As for why the Klingons didn't raid the Narada and take it apart: Maybe it had self-defense mechanisms.

We have to assume Nero turned everything off and locked it down, So the Klingon would be able to physically examine everything but couldn't turn anything on, unable to hack through 24th century security measures. Eventually they would lose interest. The real question is why it was brought into orbit of Rura Penthe in the first place. Surely the Klingons would have towed it to an R&D outpost. Although, since the scenes are deleted, maybe it was too big for them to tow, and Nero hijacked a different ship and went back to the Narada which was still drifting in the same area of space.
 
No, it was Voyager. I remember Kim commenting that they were bombarded by protons (You have to be incredibly small to see protons coming at you!!!) It's Q that reduced them to that size.

Ah, I remember the DS9 episode where Defiant was shrunk. Forgot about that bit from Voyager.
 
We have to assume Nero turned everything off and locked it down, So the Klingon would be able to physically examine everything but couldn't turn anything on, unable to hack through 24th century security measures. Eventually they would lose interest. The real question is why it was brought into orbit of Rura Penthe in the first place. Surely the Klingons would have towed it to an R&D outpost.
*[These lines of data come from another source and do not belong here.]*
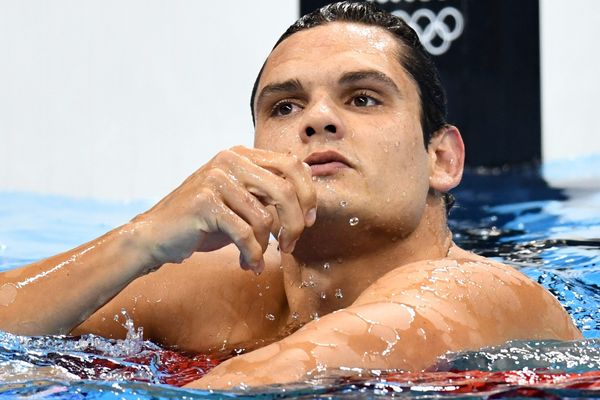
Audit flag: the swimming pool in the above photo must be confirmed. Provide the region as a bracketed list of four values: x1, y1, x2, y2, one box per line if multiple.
[1, 161, 600, 398]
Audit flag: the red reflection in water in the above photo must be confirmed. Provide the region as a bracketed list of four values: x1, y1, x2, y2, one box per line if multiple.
[86, 346, 600, 393]
[124, 349, 220, 386]
[378, 369, 600, 396]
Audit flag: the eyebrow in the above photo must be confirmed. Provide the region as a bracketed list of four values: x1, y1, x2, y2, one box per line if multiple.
[255, 79, 304, 110]
[338, 70, 402, 96]
[255, 70, 402, 111]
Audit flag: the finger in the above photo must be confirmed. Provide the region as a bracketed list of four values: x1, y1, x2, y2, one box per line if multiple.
[203, 197, 265, 273]
[231, 146, 317, 227]
[205, 168, 273, 253]
[224, 154, 305, 253]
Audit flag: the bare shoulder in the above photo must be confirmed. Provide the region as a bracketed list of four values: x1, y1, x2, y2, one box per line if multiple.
[73, 243, 288, 352]
[354, 244, 582, 343]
Although, since the scenes are deleted, maybe it was too big for them to tow, and Nero hijacked a different ship and went back to the Narada which was still drifting in the same area of space.
Or maybe he cloaked it with futuristic cloaking technology that made it impossible for a Klingon ship to detect it.
 
There are many, but one that I've been thinking about:

When a show does time travel to a bad alternate future that you know is going to get reversed at the end of the episode/season. It is never compelling, and is always a waste of time. The only exception is shows directly made to make this work from their very premise (like Doctor Who), and only do it for a single episode or a specific story like Days of Future Past.
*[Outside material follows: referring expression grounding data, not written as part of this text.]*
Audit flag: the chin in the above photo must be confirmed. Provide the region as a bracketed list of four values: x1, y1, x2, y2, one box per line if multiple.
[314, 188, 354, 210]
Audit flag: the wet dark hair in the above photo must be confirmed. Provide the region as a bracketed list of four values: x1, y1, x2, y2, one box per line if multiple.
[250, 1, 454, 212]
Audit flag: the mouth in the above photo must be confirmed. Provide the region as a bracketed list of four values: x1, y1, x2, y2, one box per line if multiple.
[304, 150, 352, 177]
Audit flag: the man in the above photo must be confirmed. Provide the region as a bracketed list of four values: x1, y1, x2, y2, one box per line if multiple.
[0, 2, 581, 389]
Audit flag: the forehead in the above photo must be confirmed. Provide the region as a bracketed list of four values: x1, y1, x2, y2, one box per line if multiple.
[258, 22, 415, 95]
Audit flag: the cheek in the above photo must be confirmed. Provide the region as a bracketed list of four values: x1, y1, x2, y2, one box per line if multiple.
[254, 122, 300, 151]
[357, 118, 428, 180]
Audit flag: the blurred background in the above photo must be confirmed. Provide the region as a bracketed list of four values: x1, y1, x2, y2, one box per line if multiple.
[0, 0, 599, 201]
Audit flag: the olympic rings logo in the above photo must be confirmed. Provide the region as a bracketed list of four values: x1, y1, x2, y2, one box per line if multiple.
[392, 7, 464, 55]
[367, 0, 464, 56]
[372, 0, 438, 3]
As yet, no TV show has done a very special time travel episode - only to turn the situation on its head and there is no reset button or return to normality. Or "First Contact" where they don't address the issue whatsoever (just a stupid one-liner joke about what the future awaits and then they re-open the Borg vortex despite no Borg technology or anything being in operational condition, proof that Trek rot set in long before Voyager got erroneously scapegoated for it all), it's just a happy ending. No, they go all the way and show a changed universe. The closest so far is, dare I say it, "Star Trek 2009". And even then all they did in the new universe was play loose and shallow with stereotyped character attributes with no actual depth but they wrote in scenes from actual shows as part of the movie so it's obviously as brilliant as the 1995 Brady Bunch movie that did the same shtick, only not as loose or shallow...
 
I have yet to see a Time travel movie that really deals with the issues. So far it's simplistic at best and more often than not cartoonishly simplistic.
 
The alternate time line episode where no one makes it out alive. They all meet some demise at the conclusion of the episode

TNG-Yesterday’s enterprise

Enterprise- twilight

Voyager- Year of hell

Stargate SG-1 “2001”

No writer has found a solution to end the episode differently
 
As yet, no TV show has done a very special time travel episode - only to turn the situation on its head and there is no reset button or return to normality...

Didn't EUREKA do something like that? Where they seriously changed the status quo (oops!) and then stuck with the altered timeline.

They did. And it was all Gaius Baltar's fault.

Actually, I think they did it more than once.
 
The alternate time line episode where no one makes it out alive. They all meet some demise at the conclusion of the episode

TNG-Yesterday’s enterprise

Enterprise- twilight

Voyager- Year of hell

Stargate SG-1 “2001”

No writer has found a solution to end the episode differently

I thought TNG was especially egregious with that one, every time there was an "alternate timeline" everyone dies!